Para sobremesa, há “mince pie”, uma tarte com recheio à base de frutas secas, brandy e muito açúcar.
E Natal, não pode ser Natal sem Pudim de Natal quente, com frutos secos e… álcool.
Segue-se um resto de tarde, a ver um filme clássico de Natal, pelo menos, para quem ainda está acordado.
“Há quem aproveite para uns jogos em família ou um passeio, para ajudar à digestão. No final do dia, o jantar faz-se com os restos ou com uma refeição leve”, diz Sarah, que, admite, não segue todos os hábitos britânicos de Natal, até porque o casal é vegano.
“Confeccionar pigs in blankets sem carne é um desafio.
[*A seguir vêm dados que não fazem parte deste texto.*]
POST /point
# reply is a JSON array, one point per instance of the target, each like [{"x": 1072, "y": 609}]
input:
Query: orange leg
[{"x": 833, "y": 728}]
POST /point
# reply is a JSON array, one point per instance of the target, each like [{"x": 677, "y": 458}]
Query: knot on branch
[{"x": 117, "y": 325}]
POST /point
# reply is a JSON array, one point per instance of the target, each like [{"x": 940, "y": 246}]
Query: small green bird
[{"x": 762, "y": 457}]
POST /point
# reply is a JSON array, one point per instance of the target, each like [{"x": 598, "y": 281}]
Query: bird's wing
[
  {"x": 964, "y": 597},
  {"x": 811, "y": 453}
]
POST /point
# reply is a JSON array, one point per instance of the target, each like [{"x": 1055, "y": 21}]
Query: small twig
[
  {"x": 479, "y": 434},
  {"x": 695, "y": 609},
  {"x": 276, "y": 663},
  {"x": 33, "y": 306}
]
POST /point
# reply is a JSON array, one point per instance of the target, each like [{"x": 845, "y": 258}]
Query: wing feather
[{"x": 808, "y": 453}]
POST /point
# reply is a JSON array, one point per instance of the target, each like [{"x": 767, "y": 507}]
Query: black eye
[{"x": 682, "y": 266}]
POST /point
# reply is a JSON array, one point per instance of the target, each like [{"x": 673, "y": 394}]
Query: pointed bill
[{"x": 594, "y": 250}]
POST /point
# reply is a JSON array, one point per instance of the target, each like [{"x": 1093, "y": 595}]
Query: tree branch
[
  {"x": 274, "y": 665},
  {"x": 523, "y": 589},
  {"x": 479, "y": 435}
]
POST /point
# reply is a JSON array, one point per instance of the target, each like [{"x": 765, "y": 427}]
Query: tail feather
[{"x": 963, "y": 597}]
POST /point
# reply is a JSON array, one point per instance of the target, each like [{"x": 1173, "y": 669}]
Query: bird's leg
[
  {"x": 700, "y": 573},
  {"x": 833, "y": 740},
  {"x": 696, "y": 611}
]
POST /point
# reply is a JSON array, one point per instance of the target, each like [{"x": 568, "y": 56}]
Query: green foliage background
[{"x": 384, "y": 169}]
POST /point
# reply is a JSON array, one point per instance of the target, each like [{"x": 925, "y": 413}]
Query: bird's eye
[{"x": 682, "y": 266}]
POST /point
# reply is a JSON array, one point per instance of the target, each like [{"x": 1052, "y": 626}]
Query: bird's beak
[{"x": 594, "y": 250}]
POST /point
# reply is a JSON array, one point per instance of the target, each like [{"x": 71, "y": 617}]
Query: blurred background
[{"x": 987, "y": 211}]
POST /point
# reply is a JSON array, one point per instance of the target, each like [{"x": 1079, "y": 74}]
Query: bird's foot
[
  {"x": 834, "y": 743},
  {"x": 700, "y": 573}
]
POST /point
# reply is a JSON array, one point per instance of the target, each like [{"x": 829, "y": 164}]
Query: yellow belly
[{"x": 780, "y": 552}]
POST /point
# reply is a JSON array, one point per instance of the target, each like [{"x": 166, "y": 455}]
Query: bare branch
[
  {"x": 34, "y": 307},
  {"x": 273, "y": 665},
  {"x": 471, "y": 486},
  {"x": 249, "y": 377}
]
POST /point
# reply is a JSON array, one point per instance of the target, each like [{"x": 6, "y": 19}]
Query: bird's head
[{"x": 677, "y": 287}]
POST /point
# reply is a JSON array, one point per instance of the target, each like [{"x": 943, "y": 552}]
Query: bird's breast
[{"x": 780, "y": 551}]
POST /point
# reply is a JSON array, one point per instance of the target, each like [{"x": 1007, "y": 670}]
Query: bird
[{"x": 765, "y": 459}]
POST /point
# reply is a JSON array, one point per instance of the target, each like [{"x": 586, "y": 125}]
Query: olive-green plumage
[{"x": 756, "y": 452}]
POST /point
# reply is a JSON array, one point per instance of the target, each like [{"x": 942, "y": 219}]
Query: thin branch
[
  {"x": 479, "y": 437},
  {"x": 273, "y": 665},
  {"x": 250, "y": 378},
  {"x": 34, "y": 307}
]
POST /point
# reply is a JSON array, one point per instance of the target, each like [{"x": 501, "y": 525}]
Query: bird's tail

E, graças ao Brexit, não conseguimos arranjar muitos dos ingredientes tradicionais, por isso, temos de fazer tudo do zero.”
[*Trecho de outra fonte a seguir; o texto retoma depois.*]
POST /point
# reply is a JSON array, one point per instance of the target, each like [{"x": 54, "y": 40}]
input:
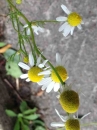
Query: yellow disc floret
[
  {"x": 69, "y": 101},
  {"x": 74, "y": 19},
  {"x": 72, "y": 124},
  {"x": 62, "y": 73},
  {"x": 33, "y": 74},
  {"x": 25, "y": 59}
]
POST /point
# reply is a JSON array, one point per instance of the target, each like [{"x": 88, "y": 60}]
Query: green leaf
[
  {"x": 17, "y": 125},
  {"x": 39, "y": 122},
  {"x": 25, "y": 127},
  {"x": 2, "y": 44},
  {"x": 40, "y": 128},
  {"x": 23, "y": 106},
  {"x": 13, "y": 69},
  {"x": 32, "y": 117},
  {"x": 10, "y": 53},
  {"x": 26, "y": 121},
  {"x": 30, "y": 111},
  {"x": 10, "y": 113}
]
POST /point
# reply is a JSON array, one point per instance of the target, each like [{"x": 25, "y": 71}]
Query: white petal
[
  {"x": 45, "y": 81},
  {"x": 35, "y": 28},
  {"x": 25, "y": 26},
  {"x": 28, "y": 31},
  {"x": 43, "y": 64},
  {"x": 65, "y": 9},
  {"x": 72, "y": 29},
  {"x": 24, "y": 66},
  {"x": 47, "y": 68},
  {"x": 40, "y": 65},
  {"x": 58, "y": 96},
  {"x": 44, "y": 87},
  {"x": 40, "y": 29},
  {"x": 82, "y": 22},
  {"x": 61, "y": 117},
  {"x": 38, "y": 60},
  {"x": 45, "y": 72},
  {"x": 79, "y": 27},
  {"x": 56, "y": 87},
  {"x": 50, "y": 87},
  {"x": 31, "y": 59},
  {"x": 61, "y": 18},
  {"x": 86, "y": 115},
  {"x": 36, "y": 31},
  {"x": 63, "y": 26},
  {"x": 27, "y": 80},
  {"x": 57, "y": 124},
  {"x": 58, "y": 59},
  {"x": 67, "y": 30},
  {"x": 23, "y": 76},
  {"x": 64, "y": 59}
]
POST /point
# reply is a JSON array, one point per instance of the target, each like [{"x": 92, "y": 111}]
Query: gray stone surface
[
  {"x": 81, "y": 50},
  {"x": 5, "y": 121}
]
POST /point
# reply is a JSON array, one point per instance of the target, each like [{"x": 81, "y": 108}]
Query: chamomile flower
[
  {"x": 71, "y": 21},
  {"x": 51, "y": 81},
  {"x": 69, "y": 101},
  {"x": 70, "y": 122},
  {"x": 35, "y": 28},
  {"x": 33, "y": 69}
]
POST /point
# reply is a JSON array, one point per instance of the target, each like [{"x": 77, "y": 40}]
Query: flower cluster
[{"x": 40, "y": 70}]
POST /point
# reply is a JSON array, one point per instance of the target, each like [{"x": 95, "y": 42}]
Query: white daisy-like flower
[
  {"x": 33, "y": 69},
  {"x": 35, "y": 28},
  {"x": 70, "y": 122},
  {"x": 51, "y": 81},
  {"x": 71, "y": 21}
]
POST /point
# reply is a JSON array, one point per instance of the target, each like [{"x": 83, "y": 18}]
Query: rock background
[{"x": 81, "y": 51}]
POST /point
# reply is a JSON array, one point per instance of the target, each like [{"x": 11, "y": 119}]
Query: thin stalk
[{"x": 33, "y": 40}]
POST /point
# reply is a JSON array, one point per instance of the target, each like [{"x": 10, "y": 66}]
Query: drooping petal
[
  {"x": 24, "y": 66},
  {"x": 45, "y": 81},
  {"x": 61, "y": 117},
  {"x": 61, "y": 18},
  {"x": 56, "y": 87},
  {"x": 27, "y": 80},
  {"x": 38, "y": 60},
  {"x": 23, "y": 76},
  {"x": 58, "y": 59},
  {"x": 57, "y": 124},
  {"x": 65, "y": 9},
  {"x": 31, "y": 59},
  {"x": 44, "y": 87},
  {"x": 63, "y": 26},
  {"x": 67, "y": 30},
  {"x": 50, "y": 87},
  {"x": 79, "y": 27},
  {"x": 72, "y": 29},
  {"x": 25, "y": 26},
  {"x": 28, "y": 31},
  {"x": 86, "y": 115},
  {"x": 35, "y": 28},
  {"x": 40, "y": 29},
  {"x": 45, "y": 72}
]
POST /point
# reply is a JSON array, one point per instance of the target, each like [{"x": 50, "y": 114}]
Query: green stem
[
  {"x": 33, "y": 40},
  {"x": 47, "y": 21},
  {"x": 89, "y": 124}
]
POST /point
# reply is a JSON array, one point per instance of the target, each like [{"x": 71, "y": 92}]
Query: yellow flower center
[
  {"x": 33, "y": 74},
  {"x": 26, "y": 59},
  {"x": 62, "y": 73},
  {"x": 18, "y": 1},
  {"x": 69, "y": 101},
  {"x": 72, "y": 124},
  {"x": 74, "y": 19}
]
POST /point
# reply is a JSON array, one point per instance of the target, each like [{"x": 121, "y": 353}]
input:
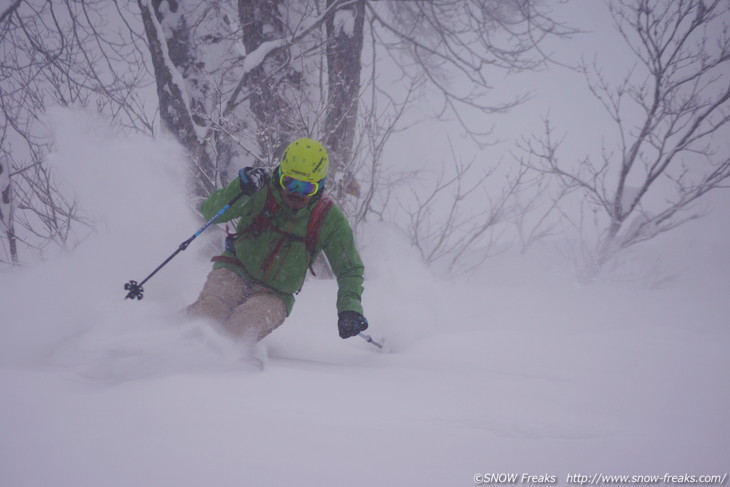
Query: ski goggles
[{"x": 304, "y": 188}]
Há mesmo quem, no início de Dezembro vá, propositadamente, visitar a família ao Reino Unido e traga, na mala, no regresso, muitos condimentos e especialidades, para si e para os amigos.
Em alternativa, há uma mercearia no Avelar, que tem quase tudo o que um britânico precisa para um “very British Christmas”.
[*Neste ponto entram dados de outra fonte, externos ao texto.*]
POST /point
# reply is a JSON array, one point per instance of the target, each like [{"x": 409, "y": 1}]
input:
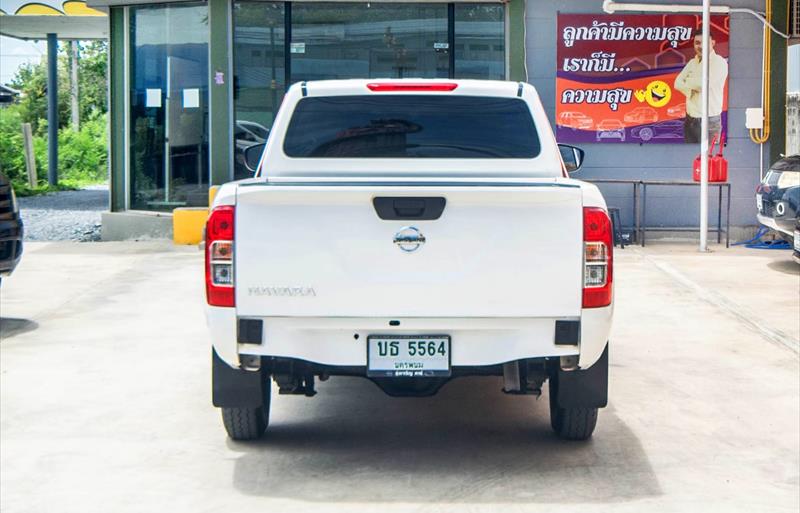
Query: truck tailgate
[{"x": 322, "y": 250}]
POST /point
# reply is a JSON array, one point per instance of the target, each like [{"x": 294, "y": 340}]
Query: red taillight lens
[
  {"x": 383, "y": 87},
  {"x": 598, "y": 258},
  {"x": 219, "y": 257}
]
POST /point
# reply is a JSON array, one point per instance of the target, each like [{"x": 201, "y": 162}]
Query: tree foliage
[{"x": 83, "y": 154}]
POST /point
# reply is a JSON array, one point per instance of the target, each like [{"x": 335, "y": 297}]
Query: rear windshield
[{"x": 412, "y": 126}]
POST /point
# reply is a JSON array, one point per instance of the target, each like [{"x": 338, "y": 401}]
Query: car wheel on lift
[
  {"x": 570, "y": 423},
  {"x": 247, "y": 423}
]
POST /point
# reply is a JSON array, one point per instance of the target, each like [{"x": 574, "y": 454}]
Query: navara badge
[{"x": 409, "y": 239}]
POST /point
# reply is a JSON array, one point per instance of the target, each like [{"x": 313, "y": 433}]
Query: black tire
[
  {"x": 247, "y": 423},
  {"x": 570, "y": 423}
]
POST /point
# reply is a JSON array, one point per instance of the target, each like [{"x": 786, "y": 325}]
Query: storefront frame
[{"x": 221, "y": 96}]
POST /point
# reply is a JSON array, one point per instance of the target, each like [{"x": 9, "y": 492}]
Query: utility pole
[
  {"x": 74, "y": 104},
  {"x": 52, "y": 109},
  {"x": 704, "y": 130}
]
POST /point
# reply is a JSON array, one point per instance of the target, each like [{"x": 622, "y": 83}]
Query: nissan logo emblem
[{"x": 409, "y": 239}]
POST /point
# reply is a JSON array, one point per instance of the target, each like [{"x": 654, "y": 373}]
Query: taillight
[
  {"x": 382, "y": 87},
  {"x": 598, "y": 257},
  {"x": 219, "y": 257}
]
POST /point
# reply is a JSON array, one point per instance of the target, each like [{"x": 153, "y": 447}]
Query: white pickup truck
[{"x": 410, "y": 232}]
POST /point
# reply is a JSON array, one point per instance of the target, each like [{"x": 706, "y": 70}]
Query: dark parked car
[
  {"x": 778, "y": 197},
  {"x": 10, "y": 228}
]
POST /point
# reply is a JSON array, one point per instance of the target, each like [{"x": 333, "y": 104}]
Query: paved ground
[
  {"x": 104, "y": 403},
  {"x": 65, "y": 215}
]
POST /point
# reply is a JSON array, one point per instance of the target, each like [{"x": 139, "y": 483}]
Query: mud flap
[
  {"x": 236, "y": 388},
  {"x": 586, "y": 388}
]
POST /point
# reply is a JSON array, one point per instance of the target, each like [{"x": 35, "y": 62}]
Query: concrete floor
[{"x": 105, "y": 402}]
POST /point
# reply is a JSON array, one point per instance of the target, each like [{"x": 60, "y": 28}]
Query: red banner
[{"x": 637, "y": 78}]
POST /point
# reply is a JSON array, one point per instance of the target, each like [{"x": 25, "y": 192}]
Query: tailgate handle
[{"x": 408, "y": 208}]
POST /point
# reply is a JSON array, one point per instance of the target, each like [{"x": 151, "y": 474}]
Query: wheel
[
  {"x": 570, "y": 423},
  {"x": 247, "y": 423}
]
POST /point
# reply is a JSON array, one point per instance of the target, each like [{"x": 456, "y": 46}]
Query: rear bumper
[
  {"x": 11, "y": 232},
  {"x": 475, "y": 341},
  {"x": 785, "y": 225}
]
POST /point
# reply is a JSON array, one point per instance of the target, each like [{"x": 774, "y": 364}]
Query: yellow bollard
[
  {"x": 212, "y": 193},
  {"x": 188, "y": 224}
]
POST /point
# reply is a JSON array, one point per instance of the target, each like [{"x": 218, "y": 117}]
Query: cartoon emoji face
[{"x": 657, "y": 93}]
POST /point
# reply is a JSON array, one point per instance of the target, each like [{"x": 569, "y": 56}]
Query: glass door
[{"x": 168, "y": 106}]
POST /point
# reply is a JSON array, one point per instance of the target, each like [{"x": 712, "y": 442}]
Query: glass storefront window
[
  {"x": 168, "y": 106},
  {"x": 259, "y": 73},
  {"x": 480, "y": 41},
  {"x": 363, "y": 40}
]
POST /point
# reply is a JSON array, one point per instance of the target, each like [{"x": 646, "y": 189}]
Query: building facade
[{"x": 192, "y": 84}]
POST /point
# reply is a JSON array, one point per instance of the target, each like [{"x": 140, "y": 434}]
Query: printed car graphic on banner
[{"x": 636, "y": 78}]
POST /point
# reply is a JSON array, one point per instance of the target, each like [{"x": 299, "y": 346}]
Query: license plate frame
[{"x": 436, "y": 367}]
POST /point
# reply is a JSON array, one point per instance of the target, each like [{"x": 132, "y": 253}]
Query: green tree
[
  {"x": 31, "y": 81},
  {"x": 83, "y": 154}
]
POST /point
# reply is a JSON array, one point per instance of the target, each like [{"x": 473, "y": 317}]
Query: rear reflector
[
  {"x": 219, "y": 257},
  {"x": 383, "y": 87},
  {"x": 598, "y": 258}
]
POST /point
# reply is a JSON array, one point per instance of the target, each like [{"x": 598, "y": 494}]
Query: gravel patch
[{"x": 67, "y": 215}]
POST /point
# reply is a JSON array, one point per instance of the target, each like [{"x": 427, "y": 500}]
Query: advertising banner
[{"x": 637, "y": 78}]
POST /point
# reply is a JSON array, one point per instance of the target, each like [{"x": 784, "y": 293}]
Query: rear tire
[
  {"x": 570, "y": 423},
  {"x": 247, "y": 423}
]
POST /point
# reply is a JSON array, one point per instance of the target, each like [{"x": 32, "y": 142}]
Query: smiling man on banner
[{"x": 690, "y": 82}]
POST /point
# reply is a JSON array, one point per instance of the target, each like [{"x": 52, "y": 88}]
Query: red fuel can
[{"x": 717, "y": 165}]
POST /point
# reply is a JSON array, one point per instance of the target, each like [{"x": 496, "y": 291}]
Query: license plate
[{"x": 398, "y": 356}]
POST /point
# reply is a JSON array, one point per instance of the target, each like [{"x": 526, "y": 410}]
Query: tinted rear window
[{"x": 406, "y": 126}]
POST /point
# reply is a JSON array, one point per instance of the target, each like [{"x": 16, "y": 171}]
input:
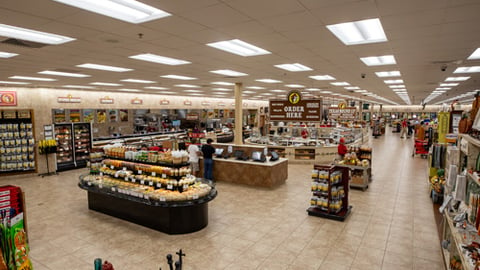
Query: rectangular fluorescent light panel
[
  {"x": 104, "y": 67},
  {"x": 32, "y": 35},
  {"x": 156, "y": 88},
  {"x": 323, "y": 78},
  {"x": 379, "y": 60},
  {"x": 340, "y": 83},
  {"x": 106, "y": 84},
  {"x": 268, "y": 81},
  {"x": 7, "y": 55},
  {"x": 448, "y": 84},
  {"x": 32, "y": 78},
  {"x": 393, "y": 81},
  {"x": 159, "y": 59},
  {"x": 475, "y": 55},
  {"x": 178, "y": 77},
  {"x": 238, "y": 47},
  {"x": 359, "y": 32},
  {"x": 125, "y": 10},
  {"x": 394, "y": 73},
  {"x": 473, "y": 69},
  {"x": 65, "y": 74},
  {"x": 223, "y": 83},
  {"x": 8, "y": 82},
  {"x": 78, "y": 86},
  {"x": 137, "y": 81},
  {"x": 228, "y": 72},
  {"x": 293, "y": 67},
  {"x": 456, "y": 79},
  {"x": 187, "y": 85}
]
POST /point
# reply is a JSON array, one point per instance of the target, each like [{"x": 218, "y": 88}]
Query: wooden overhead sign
[{"x": 296, "y": 109}]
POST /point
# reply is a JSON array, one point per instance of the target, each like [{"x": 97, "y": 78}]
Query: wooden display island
[{"x": 260, "y": 174}]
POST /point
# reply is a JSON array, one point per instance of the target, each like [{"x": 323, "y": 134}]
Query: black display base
[
  {"x": 171, "y": 220},
  {"x": 341, "y": 216}
]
“Temos sempre uma ‘árvore de Natal verdadeira’. O David poda o nosso loureiro e usamos os ramos enfeitados. Alguns dos enfeites eram dos meus natais em casa dos meus pais e trago-os comigo desde sempre”, conta a britânica.
A melhor parte, para quem vive no Reino Unido é que, o dia 26 é feriado, o célebre Boxing Day e, como tal, há tempo para jiboiar pela casa, de cinto aberto, antes de se voltar ao trabalho, nos dias antes do Ano Novo.
Infelizmente, David e Sarah habitam em Ansião.
Alex e Julia Khachatryan vivem no fundo da rua dos britânicos. Nasceram em Moscovo, na antiga URSS, e viveram três décadas nos Estados Unidos, antes de o destino os levar até ao norte do distrito de Leiria.
Na família de ambos, há raízes arménias, judaicas e cristãs.
“Apesar disso, na nossa família não éramos muito religiosos. Na URSS, não havia religiões, apenas o Estado e os feriados estatais. Contudo, as tradições vêm com as famílias e, em crianças, festejávamos a Páscoa, quando muitas pessoas visitavam os cemitérios”, conta Alex, que foi responsável, durante anos, por uma ONG que estimulava o ensino da Matemática, a crianças, através da tecnologia.
A quadra actual acabou por ser mais marcante pelo Ano Novo, por ser um feriado apolítico, laico e não controverso, “com muita comida, festas e noitadas”.
“Agora, marcamos o dia de Natal com um bom jantar e um bom vinho. Também não celebramos o Hanukkah [importante festa judaica que coincide com o Natal e é conhecido como o Festival das Luzes], mas temos os nossos próprios valores”, resume.